Nauka prowadzenia dyskusji i sporów wymaga czasu
Przez lata toczyliśmy wiele gorących dyskusji i prawda jest taka, że uwielbiamy te nasze „kłótnie”. Każdy przedstawia swoje argumenty za danym rozwiązaniem, próbuje przekonać do niego wszystkich pozostałych, broni swojego zdania, aby w toku dyskusji je zmienić, albo wciela się w adwokata diabła, tylko po to, by mieć pewność, że poruszyliśmy wszystkie aspekty danego problemu.
To wymaga przyzwyczajenia i pokory. Musimy nauczyć się utrzymać ego w ryzach. Dyskutując na różne tematy, warto pamiętać o wzajemnym szacunku. Podważamy pomysł drugiej osoby, ale jej nie atakujemy. Wszyscy jesteśmy ludźmi. Mamy uczucia. I czasem ktoś te uczucia może zranić.
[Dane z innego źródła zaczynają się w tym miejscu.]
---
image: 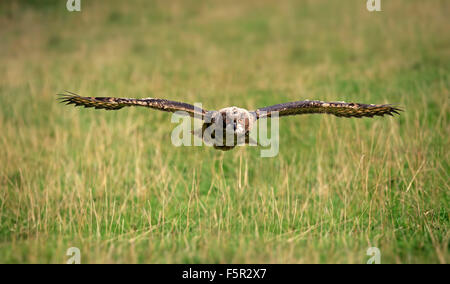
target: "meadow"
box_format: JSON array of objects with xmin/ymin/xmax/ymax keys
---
[{"xmin": 0, "ymin": 0, "xmax": 450, "ymax": 263}]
Sytuacje te stawiają przed nami wyzwanie, wyciągają nas ze strefy komfortu, wywołują frustrację, ale ostatecznie sprawiają, że kochamy naszą pracę jeszcze bardziej. W rezultacie rozwijamy się nie tylko jako ludzie, ale też jako zespół, bo zaczynamy dostrzegać punkty widzenia, których nigdy wcześniej nie braliśmy pod uwagę.
To, co najważniejsze: konstruktywne kłótnie pomagają nam podejmować lepsze decyzje
W zespole, powinniśmy unikać „myślenia grupowego” i ślepego podążania za liderem. Nie powinniśmy natomiast unikać zdrowej dawki konstruktywnych kłótni czy dyskusji. Jest to po prostu coś, do czego zespół musi przywyknąć, aby podejmować lepsze decyzje.
Wspomniałem w tym rozdziale wiele książek, ale gdybym miał polecić jedną, byłaby to książka Creativity Inc. autorstwa Eda Cutmulla.